AAHOA outlined the industry’s requirements in a letter to Congress on Thursday. They include

  • Debt restructuring and commercial mortgage-backed security loan relief.
  • Expanding the Paycheck Protection Program that provides loans allowing businesses to retain as many employees as possible.
  • Allowing asset-based businesses to access the Main Street Lending Program.
  • Providing limited safe harbors to protect businesses from coronavirus lawsuits.
  • Expanding COVID-19 testing.

The American Hotel & Lodging Association and the U.S. Travel Association have outlined identical demands in their own letters to Congress over the past week.

McConnell mentioned further relief for businesses in the Republican bill, but did not specify what form that would take.

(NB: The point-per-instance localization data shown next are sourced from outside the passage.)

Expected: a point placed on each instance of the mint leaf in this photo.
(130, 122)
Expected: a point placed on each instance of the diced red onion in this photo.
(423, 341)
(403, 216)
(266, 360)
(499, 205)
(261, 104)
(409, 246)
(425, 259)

“Small business owners across the country have explained how this dynamic is slowing rehiring and recovery. So we’re going to provide help, but make sure it is suited to a reopening economy,” he said. “But temporary relief cannot be our endgame.”

Instead, the Republicans will propose incentives for employee retention and help for companies to provide personal protection equipment for those employees. Either way, something must be done, according to AAHOA.

“Millions of jobs and billions of dollars in assets are on the line,” Staton said. “If Congress fails to act, our local hotels may not be there to welcome guests back into our communities when the pandemic ends and travel resumes.”